The comment, delivered in Lilia's typical understated manner, somehow broke whatever spell had held Zenith motionless. The world seemed to tilt beneath her, the staircase stretching impossibly long before her eyes. The churning in her chest intensified, shame, confusion, helplessness—each one crashing over her, pulling her under until she could do nothing but turn away and climb back up the stairs in silence.
She took one step back, then another. A part of her was screaming to go to him, to race down those stairs and gather her son in her arms. Yet her body betrayed her, moving away instead of forward.
"Lady Zenith?" Lilia's voice seemed to come from far away, but it couldn't quite disguise the confusion nor the slightest bit of judgement in the maid's tone.
Alice turned toward her. "Zenith—"
But she was already retreating, her fingers trailing along the wall for support. Memories over the years crashed into her with the force of a tidal wave, the story of her life in its entirety flashing through her mind in an instant, the weight of it all driving Zenith back towards her bedroom.
Why wasn't she happy?
Wasn't this what she had wanted?
She had done it.

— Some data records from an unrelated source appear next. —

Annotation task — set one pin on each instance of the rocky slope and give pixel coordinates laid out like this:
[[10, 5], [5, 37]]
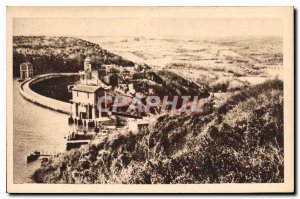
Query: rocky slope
[[240, 140]]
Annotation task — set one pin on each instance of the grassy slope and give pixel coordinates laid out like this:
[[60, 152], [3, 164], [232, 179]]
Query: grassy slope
[[59, 54], [239, 141]]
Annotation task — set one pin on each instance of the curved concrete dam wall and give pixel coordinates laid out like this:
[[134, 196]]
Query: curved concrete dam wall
[[47, 102]]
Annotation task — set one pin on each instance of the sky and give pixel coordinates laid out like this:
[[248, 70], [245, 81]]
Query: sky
[[151, 27]]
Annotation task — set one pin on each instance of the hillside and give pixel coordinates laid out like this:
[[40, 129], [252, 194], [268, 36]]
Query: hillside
[[59, 54], [240, 140]]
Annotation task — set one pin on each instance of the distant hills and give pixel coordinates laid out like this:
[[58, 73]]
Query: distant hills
[[59, 54]]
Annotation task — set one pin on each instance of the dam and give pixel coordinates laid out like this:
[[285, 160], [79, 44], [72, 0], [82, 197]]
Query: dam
[[41, 100]]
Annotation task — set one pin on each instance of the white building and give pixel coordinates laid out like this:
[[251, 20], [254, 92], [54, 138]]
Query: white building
[[26, 71], [85, 96]]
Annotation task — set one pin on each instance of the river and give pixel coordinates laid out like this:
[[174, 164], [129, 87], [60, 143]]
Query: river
[[34, 128]]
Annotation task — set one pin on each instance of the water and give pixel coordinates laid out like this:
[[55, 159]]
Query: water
[[34, 128]]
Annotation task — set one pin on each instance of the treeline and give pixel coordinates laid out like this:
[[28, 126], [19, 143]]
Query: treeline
[[60, 54]]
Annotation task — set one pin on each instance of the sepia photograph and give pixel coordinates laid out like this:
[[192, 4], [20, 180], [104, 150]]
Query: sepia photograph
[[150, 99]]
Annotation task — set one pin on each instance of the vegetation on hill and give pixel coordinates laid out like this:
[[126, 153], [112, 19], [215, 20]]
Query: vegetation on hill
[[166, 83], [240, 140], [59, 54]]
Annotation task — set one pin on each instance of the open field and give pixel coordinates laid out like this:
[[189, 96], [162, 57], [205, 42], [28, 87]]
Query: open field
[[237, 60]]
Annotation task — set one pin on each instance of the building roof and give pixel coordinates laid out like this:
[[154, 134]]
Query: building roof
[[86, 88], [24, 66]]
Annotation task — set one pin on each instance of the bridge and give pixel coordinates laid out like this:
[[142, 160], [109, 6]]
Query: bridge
[[47, 102]]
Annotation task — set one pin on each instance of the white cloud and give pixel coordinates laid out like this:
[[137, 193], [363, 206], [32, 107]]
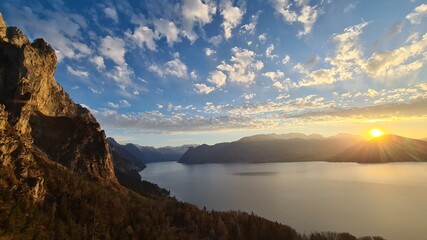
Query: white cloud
[[346, 63], [124, 103], [144, 36], [203, 88], [99, 62], [249, 96], [166, 29], [77, 73], [174, 68], [232, 17], [318, 77], [418, 14], [286, 59], [95, 91], [262, 38], [111, 13], [196, 11], [398, 62], [217, 77], [349, 7], [114, 49], [113, 105], [193, 75], [274, 76], [122, 75], [308, 18], [61, 29], [269, 52], [215, 40], [243, 66], [250, 27], [157, 122], [209, 51], [279, 80], [307, 15]]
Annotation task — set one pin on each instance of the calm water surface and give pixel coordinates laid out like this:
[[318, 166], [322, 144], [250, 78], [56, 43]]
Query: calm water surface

Finally, a crack in his carefully maintained facade, a singular teardrop escaping from the mask of stoicism and perfection. Even at birth, he had defied expectations—his first sound not a baby's cry but a name—someone else's name, not hers or Paul's.

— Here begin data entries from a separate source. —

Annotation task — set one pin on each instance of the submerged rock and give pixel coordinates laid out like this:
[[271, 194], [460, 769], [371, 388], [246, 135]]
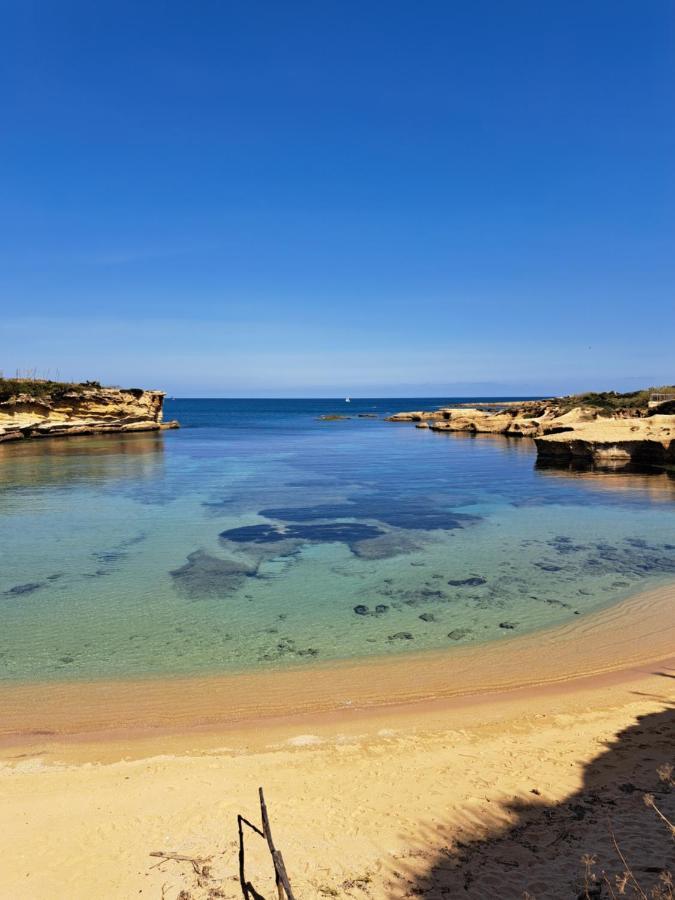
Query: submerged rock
[[342, 532], [204, 575], [473, 581], [458, 633], [27, 588]]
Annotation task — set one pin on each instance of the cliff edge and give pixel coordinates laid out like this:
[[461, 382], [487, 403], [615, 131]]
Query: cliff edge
[[609, 430], [33, 409]]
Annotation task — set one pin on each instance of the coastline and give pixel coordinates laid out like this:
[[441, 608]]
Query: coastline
[[633, 633], [500, 781]]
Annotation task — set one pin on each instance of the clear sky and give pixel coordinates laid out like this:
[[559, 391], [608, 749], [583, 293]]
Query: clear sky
[[319, 198]]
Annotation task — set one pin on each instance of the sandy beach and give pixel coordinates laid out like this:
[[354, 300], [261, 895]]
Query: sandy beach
[[482, 786]]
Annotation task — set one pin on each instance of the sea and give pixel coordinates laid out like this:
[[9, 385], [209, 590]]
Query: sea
[[261, 537]]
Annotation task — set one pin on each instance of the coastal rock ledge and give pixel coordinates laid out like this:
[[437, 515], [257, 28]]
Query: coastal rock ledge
[[38, 409], [608, 430]]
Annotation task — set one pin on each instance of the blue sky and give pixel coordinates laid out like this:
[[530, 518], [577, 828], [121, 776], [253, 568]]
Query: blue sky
[[312, 199]]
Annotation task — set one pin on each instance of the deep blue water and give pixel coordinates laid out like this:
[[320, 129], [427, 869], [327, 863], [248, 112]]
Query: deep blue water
[[259, 536]]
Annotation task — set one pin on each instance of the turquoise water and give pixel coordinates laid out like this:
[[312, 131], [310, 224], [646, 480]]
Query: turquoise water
[[259, 537]]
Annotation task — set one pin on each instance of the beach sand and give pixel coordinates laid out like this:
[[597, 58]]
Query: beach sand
[[435, 781]]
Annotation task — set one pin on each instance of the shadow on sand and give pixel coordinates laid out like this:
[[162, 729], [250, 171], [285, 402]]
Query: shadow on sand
[[540, 852]]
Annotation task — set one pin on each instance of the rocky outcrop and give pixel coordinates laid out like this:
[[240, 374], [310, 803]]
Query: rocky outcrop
[[612, 443], [565, 434], [80, 409]]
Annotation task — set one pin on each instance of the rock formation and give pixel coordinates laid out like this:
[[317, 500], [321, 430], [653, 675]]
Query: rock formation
[[48, 409], [608, 430]]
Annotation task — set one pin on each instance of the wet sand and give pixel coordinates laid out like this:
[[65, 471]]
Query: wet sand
[[482, 772]]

In hindsight, perhaps she should have known then and there that it was merely the first sign that he was never hers to begin with, but that had never stopped her from trying all this time, the tenacity and perseverance that had served her well all these years something she was more than willing to pit against her own child, to reach out and grasp the dream of family she sought more than anything.
And just where had that left her? Burned and scarred.
But now she had taken the first step towards her victory, one mark against the countless that had been made against her.
So why did her heart weigh so heavily still?
Why did the victory she had worked so hard for ring so hollowly?
Guilt gripped her heart, her languid stride coming to a halt as she rounded into her bedroom. A feeble hand opened the door, and Zenith could hear some hushed whispering behind her, perhaps some directed towards her, but she paid them no need regardless, pushing through into her sanctuary and closing the entrance behind her. A few more swaying steps brought her to the foot of her bed, and the woman proceeded to collapse onto it, her face nuzzling into her sheets. However, what usually brought her a small modicum of comfort instead elicited nothing.
Zenith heard more hushed voices before the door creaked open, and familiar footsteps bound across the wooden flooring. Zenith made no attempt to acknowledge or greet the person, choosing to remain face-down on her bed.
The two remained silent for quite some time, time blending together for Zenith as she let the weight of her circumstances press down on her ribcage like a vice.
Of course, at some point, there was a need for action, and the feelings surging through Zenith's chest were suffocating.
"Tell me: how much of a failure am I?" Zenith flipped herself over, her eyes boring into the ceiling. She didn't need to confirm who the visitor was; the answer was painfully obvious.
"… I think you're being far too harsh on yourself."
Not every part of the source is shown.